El submarino nuclear USS Montana choca con algo en una fosa marina. Para rescatarlo, un grupo de científicos, liderados por Virgil (Ed Harris) y su ex-mujer Lindsey (Mary Elizabeth Mastrantonio), y unos marines al mando del teniente Hiram Coffey (Michael Biehn), deciden ir hasta el submarino para averiguar qué ha pasado. Pero lo que encontrarán en las profundidades marinas no es lo que esperaban.

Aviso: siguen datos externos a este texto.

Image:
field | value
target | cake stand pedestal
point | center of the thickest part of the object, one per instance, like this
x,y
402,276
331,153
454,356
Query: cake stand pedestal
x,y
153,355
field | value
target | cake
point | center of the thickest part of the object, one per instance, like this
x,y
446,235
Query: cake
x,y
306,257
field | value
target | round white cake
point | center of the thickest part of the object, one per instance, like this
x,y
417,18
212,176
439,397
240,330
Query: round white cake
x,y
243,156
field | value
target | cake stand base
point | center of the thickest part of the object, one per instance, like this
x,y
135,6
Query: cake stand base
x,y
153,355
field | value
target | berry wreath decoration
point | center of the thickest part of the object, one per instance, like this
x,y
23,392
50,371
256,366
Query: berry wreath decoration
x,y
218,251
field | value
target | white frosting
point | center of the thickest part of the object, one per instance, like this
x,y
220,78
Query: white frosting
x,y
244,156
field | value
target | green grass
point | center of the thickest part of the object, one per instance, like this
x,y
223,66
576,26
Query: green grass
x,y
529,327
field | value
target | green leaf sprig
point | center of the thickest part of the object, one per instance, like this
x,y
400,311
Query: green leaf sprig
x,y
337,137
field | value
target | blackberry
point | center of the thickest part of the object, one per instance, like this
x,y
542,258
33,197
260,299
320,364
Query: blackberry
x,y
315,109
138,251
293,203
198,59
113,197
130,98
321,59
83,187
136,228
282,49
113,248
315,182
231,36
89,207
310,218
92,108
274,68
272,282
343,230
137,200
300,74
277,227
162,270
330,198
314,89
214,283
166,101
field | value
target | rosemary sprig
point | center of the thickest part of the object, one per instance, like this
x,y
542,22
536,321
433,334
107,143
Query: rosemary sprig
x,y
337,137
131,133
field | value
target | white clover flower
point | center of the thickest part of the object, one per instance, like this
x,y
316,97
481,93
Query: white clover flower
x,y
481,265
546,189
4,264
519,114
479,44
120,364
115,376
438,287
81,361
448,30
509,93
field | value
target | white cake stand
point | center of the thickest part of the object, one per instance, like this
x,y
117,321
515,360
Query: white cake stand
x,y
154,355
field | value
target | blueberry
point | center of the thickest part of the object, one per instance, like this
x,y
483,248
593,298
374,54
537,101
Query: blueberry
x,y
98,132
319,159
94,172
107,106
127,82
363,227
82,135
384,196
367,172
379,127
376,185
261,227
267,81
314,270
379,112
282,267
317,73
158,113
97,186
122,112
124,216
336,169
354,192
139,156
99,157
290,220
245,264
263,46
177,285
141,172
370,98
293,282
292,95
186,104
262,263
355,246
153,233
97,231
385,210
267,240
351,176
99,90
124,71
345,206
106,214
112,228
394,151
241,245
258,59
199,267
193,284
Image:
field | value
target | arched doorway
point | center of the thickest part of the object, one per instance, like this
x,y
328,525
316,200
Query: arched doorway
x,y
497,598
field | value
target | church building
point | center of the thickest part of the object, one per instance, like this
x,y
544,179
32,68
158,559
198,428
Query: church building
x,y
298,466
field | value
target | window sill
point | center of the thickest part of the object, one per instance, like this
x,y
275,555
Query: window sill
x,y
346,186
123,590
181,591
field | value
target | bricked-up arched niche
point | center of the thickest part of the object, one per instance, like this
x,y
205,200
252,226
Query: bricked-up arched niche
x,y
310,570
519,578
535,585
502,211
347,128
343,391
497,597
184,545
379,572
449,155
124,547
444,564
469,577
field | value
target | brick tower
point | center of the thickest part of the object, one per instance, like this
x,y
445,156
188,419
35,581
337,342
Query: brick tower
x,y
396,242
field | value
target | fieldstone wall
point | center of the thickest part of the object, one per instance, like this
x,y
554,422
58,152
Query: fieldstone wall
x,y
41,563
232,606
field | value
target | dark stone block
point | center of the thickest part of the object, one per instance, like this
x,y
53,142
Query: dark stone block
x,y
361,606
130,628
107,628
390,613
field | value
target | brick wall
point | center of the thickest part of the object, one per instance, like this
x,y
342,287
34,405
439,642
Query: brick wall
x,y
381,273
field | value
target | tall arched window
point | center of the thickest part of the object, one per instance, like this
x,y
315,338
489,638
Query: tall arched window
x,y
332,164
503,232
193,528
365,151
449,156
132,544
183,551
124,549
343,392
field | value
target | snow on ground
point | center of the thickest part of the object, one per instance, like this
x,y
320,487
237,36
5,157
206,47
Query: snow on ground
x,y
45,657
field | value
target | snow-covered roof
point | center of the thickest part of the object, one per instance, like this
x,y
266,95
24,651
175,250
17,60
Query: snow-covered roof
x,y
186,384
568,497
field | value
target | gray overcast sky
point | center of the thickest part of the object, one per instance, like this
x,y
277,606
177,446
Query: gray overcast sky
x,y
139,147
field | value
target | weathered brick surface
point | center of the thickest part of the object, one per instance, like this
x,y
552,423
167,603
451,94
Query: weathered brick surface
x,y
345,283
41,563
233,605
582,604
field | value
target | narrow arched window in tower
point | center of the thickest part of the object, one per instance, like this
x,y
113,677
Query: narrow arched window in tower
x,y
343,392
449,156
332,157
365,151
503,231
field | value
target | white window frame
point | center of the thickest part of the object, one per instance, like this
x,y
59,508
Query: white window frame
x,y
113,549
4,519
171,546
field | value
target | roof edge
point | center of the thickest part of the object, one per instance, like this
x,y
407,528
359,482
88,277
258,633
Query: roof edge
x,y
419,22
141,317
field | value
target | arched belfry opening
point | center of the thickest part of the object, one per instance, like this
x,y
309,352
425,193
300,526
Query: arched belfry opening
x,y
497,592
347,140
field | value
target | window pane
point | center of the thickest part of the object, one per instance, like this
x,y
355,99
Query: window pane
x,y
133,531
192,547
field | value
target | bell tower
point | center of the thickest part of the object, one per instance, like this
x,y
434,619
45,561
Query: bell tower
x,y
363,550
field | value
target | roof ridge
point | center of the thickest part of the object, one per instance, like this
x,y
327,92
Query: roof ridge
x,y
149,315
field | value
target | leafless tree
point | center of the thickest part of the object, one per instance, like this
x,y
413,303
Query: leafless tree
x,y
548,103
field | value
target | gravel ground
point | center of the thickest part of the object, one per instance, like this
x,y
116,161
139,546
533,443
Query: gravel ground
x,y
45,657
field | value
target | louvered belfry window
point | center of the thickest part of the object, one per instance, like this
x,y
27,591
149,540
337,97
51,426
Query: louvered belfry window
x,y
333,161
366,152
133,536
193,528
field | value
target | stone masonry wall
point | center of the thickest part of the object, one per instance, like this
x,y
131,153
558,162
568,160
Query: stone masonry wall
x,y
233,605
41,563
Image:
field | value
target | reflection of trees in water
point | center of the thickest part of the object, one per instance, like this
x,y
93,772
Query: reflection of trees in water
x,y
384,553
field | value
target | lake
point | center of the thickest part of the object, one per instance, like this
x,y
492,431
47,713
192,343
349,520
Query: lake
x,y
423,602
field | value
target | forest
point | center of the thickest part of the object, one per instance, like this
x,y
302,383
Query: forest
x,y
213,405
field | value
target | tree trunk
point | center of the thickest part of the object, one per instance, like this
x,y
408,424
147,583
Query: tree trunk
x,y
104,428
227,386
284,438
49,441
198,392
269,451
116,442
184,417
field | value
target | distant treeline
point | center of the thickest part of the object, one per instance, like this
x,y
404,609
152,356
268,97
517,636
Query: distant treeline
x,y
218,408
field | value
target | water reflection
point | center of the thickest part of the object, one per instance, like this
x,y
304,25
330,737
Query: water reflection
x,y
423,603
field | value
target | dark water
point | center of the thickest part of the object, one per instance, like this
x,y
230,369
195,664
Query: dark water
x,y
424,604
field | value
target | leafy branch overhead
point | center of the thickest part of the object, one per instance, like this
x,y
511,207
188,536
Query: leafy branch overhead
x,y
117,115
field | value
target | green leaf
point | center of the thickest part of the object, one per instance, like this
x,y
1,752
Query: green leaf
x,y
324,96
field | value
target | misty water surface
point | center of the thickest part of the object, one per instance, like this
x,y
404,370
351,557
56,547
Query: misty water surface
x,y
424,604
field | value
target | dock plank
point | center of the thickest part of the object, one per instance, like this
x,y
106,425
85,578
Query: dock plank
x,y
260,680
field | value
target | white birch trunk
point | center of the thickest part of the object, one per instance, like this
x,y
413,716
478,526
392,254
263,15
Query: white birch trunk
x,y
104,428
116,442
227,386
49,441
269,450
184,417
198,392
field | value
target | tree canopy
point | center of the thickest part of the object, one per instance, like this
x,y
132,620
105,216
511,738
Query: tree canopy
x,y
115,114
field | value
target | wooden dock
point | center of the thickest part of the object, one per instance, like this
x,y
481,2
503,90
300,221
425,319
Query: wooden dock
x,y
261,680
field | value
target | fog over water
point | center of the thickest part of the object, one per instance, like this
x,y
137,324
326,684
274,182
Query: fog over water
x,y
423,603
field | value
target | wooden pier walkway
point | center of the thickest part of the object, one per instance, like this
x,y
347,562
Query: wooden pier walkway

La mejor de la serie de películas sobre aventuras submarinas que se rodaron en los 80 (hasta el director español Juan Piquer Simón se apuntó a la moda con la descacharrante “La Grieta”, 1990); el film de Cameron es una emocionante mezcla de ciencia-ficción, drama, terror y encuentros en la tercera fase que, pese a fracasar en taquilla (demasiado larga, lenta y extraña), se ha convertido en un clásico de culto de la ciencia-ficción con concepto. Y es que adentrándose en un tema un tanto manido en el género, Cameron nos habla de que la última frontera que explorar por la humanidad tal vez no sea el espacio, sino, por supuesto, nosotros mismos.

 

– Para completistas de la filmografía de Cameron.

– Imprescindible para interesados en la evolución de los efectos especiales.